Walk across Hoxsey Street and walk between the Bronfman Science Center ('60's looking brick building) and Clark Hall (old brick building). This will bring you to the science quad. To the right beyond Bronfman will be the Thompson Science Labs. Enter the big glass atrium. There will be signs to direct you to the Wege Lecture Hall, which is up 1/2 flight of stairs and to the right. The Computer Science Department is on the third floor of that building.

If there is not space in that lot, additional public parking is available in several lots at the end of Spring Street, on the other side of the Science Center.


We will provide a light continental breakfast, lunch, and snacks for the afternoon break on Friday.


Even though Williamstown only has about 8000 people, we have over twenty restaurants in town (the advantages of being a tourist area!), and some are quite good.

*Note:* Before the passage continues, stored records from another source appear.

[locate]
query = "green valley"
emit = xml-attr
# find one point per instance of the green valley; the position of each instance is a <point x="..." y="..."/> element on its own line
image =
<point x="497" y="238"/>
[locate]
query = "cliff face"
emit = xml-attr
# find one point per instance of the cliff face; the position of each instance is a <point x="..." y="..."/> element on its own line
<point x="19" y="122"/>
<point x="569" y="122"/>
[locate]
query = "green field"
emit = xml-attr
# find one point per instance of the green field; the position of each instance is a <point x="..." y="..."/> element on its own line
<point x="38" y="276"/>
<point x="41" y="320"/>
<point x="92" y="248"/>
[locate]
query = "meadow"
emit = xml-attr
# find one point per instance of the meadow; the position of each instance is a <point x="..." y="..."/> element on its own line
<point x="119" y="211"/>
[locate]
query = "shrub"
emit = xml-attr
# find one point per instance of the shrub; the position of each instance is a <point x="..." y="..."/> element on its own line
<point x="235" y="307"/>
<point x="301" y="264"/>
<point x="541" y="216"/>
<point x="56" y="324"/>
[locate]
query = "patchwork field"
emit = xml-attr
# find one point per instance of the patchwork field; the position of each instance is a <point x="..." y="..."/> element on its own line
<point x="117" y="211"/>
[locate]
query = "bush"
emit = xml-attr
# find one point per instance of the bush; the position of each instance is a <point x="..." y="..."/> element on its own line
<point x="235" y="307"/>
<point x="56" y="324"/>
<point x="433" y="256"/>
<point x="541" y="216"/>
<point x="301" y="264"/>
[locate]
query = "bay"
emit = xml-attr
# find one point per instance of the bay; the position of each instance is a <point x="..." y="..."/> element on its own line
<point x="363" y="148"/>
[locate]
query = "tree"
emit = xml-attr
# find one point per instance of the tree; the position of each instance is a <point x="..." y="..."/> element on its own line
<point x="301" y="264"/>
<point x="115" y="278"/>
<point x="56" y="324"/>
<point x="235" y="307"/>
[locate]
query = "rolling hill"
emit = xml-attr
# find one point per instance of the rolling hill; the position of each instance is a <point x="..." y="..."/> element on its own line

For those wishing to spend some time exploring the Berkshires, lodging is available in town, I recommend the bed and breakfasts within walking distance of the campus. If you are interested in luxury (and a price that reflects it), try The Orchards, which is about a mile east of the campus.

Things to See and Do

Williamstown and the Berkshires are popular tourist destinations. Most summer cultural activities don't start up until toward the end of June, but there are lots of things to do and see in the area. If the weather is good, hiking is a great activity, with lots of trails, including the Appalachian trail, and Mt. Greylock, the tallest mountain in Massachusetts in the area. Otherwise, there are 3 very fine art museums either in Williamstown or within 5 miles.